UNSW’s Queer Collective has echoed LGBTQIA+ activists’ concerns about the increasing ‘corporatisation’ of Sydney’s Mardi Gras Parade. For the second consecutive year, the parade has moved from its historic home along Oxford Street to the Sydney Cricket Ground (SCG).

On the eve of Saturday’s parade, Queer Collective Officer Liora Hoenig (she/they) said big business sponsorship of the event was “taking away from the essence of… Mardi Gras”, which was borne out of the June, 1978 gay rights street protests that ended in violence and mass arrests.

“Hosting the Mardi Gras [Parade] on Oxford Street was a representation of how [it] started: a fight to be seen and exist in society… having it in a venue and so tied to corporations and companies take[s] that away,” Liora said.

They also claim that “there’s been significantly less attendance because it is a ticketed event,” adding that the move is “detracting from [its] authenticity – we need the Mardi Gras to be authentic.”

Liora’s comments support the concerns of activists like those from the Pride in Protest collective, who claim that the involvement of big business sponsors in the event – such as TikTok, Facebook’s Meta and Woolworths – is detracting from the grassroots interests of the LGBTQIA+ community.
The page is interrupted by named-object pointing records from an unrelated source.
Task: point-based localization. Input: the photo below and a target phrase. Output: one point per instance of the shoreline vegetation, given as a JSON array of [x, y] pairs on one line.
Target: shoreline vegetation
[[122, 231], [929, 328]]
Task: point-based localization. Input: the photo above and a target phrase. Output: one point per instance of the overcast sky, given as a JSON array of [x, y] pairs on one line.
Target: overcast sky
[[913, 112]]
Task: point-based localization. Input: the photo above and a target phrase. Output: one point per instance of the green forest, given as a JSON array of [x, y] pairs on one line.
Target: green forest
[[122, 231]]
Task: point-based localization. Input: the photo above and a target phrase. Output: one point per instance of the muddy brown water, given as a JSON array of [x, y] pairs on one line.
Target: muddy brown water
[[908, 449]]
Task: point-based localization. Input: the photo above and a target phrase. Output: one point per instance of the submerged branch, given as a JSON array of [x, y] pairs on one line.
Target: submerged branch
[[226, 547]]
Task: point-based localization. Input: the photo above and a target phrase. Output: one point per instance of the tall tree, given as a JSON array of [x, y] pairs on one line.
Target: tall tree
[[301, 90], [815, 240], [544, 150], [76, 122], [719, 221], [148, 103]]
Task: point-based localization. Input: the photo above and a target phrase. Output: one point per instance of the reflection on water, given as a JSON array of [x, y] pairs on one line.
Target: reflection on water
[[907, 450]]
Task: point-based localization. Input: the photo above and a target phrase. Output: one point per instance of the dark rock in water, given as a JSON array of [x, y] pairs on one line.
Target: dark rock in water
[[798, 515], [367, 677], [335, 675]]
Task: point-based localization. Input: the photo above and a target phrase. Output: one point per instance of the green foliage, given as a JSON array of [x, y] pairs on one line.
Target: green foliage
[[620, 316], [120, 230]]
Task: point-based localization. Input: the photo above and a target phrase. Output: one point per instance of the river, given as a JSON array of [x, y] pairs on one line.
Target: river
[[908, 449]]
“A Mardi Gras that isn’t for the people isn’t a Mardi Gras at all,” writes PiP member and Mardi Gras Board Director Wei Thai-Haynes, urging readers to support a vision of the event that is more than just a “corporate party”.

Doubling down on this point in a recent interview, she shared that PiP has a distinct understanding of how important the Parade is to what she terms “Mardi Gras Inc.”.

“They want it to be a company that runs an event, which takes corporate money, platforms the police, and then pink-washes corporates, NSW Police and the Liberal Party.”

Despite the controversy, many proud LGBTQIA+ members and their allies from UNSW will be among the 40,000 spectators and 5,800 marchers still expected to attend the 44th annual parade.

One of these attendees is Advanced Science student Katia Fenton (they/them), who will be riding on UNSW’s space-inspired float in their first ever Mardi Gras Parade, and said they’re excited to really absorb the “big atmosphere” of Pride celebrations.

“[I]t’s important for me and many others to just have a night to celebrate who we are, and have fun with it. 

“Being a part of… Mardi Gras with UNSW shows our colourful history and [its] thriving Queer community.”

While Katia recognises that Mardi Gras needs funding to survive, they’re also concerned about its increasing ‘corporatisation’, and particularly dislike when corporations simply add rainbows to their logo for a few weeks without investing in the community year-round.

But for them and many other LGBTQIA+ folks, the event still overwhelming signifies freedom, inclusivity and pride.

“I was in the closet for so long, and this… is the first year I am out enough that I feel like I can go to Mardi, so I want to go all in, meet people and finally enjoy the fun of the queer community.”